Elizabeth Warren’s biggest corporate scandals of 2015

Elizabeth Warren in 85 seconds

Senator Elizabeth Warren says too many companies are getting away with bad behavior.

In a report, coinciding with an op-ed for the New York Times, Warren detailed numerous legal settlements or reports in 2015 involving allegations of corporate wrongdoing.

“Corporate criminals routinely escape meaningful prosecution for their misconduct,” Warren concluded.

Warren cited examples of companies engaging in fraud, covering up deadly safety problems and contributing to the financial ruin of millions of Americans.

She said the companies on her hit list walked away with little more than a wrist slap from the government, and that people responsible for wrongdoing were rarely ever punished. Warren listed 20; here are 10 as detailed in her report:

Warren’s top corporate scandals of 2015

1) SP’s credit ratings: Accused of defrauding investors by misrepresenting the credit risks of mortage-backed securities, SP and the Department of Justice settled on a $1.4 billion fine — one-sixth what the DOJ and 19 states initially sought.

2) “The Cartel”: Traders from four major banks allegedly formed a secret group known as “The Cartel” and made their banks billions by manipulating exchange rates. The banks admitted guilt but avoided major financial consequences, and none of the traders were prosecuted.

3) Deutsche Bank’s LIBOR settlement: After being accused of manipulating the key LIBOR benchmark on which $10 trillion in loan interest rates are based, Deutsche Bank paid a $775 million fine. The SEC continued to allow the bank to be treated as law-abiding.

4) Citigroup bonds: Citi’s investors lost out on $2 billion after the bank allegedly falsely claimed its highly leveraged bonds carried low risk. Citigroup (C) settled with the SEC for $180 million but did not admit wrongdoing.

5) Deutsche Bank’s derivatives settlement: The SEC fined Deutsche Bank $55 million after saying the bank hid losses of more than $1.5 billion during the financial crisis. The bank admitted no wrongdoing.

6) JPMorgan’s conflicts of interest: JPMorgan paid $307 million in fines to the SEC and the Commodity Futures Trading Commission for numerous alleged conflicts of interest in managing customers’ money. The fine amounted to less than 1% of the company’s annual profit.

7) EDMC’s high-pressure recruiters: The for-profit college received $11 billion in payments from students over the course of eight years after the DOJ said it had paid recruiters to bring in students. It settled for $95 million and admitted no wrongdoing.

8) Navient and servicemembers: The student loan servicer was accused of overcharging servicemembers for their loans and settled with the DOJ and FDIC for $100 million. The Department of Education took no action against Navient, Warren says.

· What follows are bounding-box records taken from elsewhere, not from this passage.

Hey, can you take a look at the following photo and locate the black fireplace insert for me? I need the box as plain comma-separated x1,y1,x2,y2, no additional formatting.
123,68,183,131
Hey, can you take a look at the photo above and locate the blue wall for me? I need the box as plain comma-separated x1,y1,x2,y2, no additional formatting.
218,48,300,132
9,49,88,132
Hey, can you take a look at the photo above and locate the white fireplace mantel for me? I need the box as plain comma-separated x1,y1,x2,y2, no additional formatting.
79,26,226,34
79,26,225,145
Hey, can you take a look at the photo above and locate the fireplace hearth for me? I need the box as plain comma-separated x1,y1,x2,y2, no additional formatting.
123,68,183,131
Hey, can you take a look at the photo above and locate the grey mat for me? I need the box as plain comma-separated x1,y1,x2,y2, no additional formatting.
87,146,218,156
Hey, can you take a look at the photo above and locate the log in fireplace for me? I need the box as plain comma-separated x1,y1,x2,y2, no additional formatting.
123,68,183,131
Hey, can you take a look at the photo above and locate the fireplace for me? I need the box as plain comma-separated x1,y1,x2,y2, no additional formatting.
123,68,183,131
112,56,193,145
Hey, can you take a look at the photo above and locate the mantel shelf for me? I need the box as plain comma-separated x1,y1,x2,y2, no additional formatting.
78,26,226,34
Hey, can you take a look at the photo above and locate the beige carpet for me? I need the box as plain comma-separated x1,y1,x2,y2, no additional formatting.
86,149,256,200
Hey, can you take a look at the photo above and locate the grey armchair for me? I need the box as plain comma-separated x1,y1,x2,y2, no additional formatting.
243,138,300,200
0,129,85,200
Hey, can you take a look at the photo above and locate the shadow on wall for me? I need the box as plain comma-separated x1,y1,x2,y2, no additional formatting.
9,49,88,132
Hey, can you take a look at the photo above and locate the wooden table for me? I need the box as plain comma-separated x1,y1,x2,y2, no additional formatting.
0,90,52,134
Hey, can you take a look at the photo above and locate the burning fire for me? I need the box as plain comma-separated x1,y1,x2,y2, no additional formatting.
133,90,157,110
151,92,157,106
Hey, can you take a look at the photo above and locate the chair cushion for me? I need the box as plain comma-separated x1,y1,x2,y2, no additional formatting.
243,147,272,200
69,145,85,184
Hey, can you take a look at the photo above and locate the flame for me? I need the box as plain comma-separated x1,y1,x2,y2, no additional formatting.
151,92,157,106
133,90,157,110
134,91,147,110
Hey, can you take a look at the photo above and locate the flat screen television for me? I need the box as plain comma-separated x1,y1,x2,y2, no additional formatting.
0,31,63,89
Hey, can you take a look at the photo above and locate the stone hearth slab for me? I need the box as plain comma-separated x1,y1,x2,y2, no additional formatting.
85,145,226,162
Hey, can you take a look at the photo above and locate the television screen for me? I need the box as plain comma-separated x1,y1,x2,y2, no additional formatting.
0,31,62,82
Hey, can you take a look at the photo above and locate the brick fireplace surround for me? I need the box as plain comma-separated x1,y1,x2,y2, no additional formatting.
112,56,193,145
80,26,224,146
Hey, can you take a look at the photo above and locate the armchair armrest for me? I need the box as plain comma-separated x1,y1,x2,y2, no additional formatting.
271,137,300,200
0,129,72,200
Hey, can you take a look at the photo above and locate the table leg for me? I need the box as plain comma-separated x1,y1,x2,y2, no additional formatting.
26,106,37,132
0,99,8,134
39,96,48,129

9) GM’s ignition switch problem: Following a coverup of an ignition switch problem that caused a number of deaths and injuries, GM paid the DOJ a fine of $900 million, equal to less than 1% of the company’s annual sales. No criminal charges against any individuals were filed.

10) Honda’s airbag settlement: After failing to disclose 1,700 reports of injuries and deaths related to its faulty airbags, the National Highway Traffic Safety Administration fined Honda $70 million — the maximum allowable fine.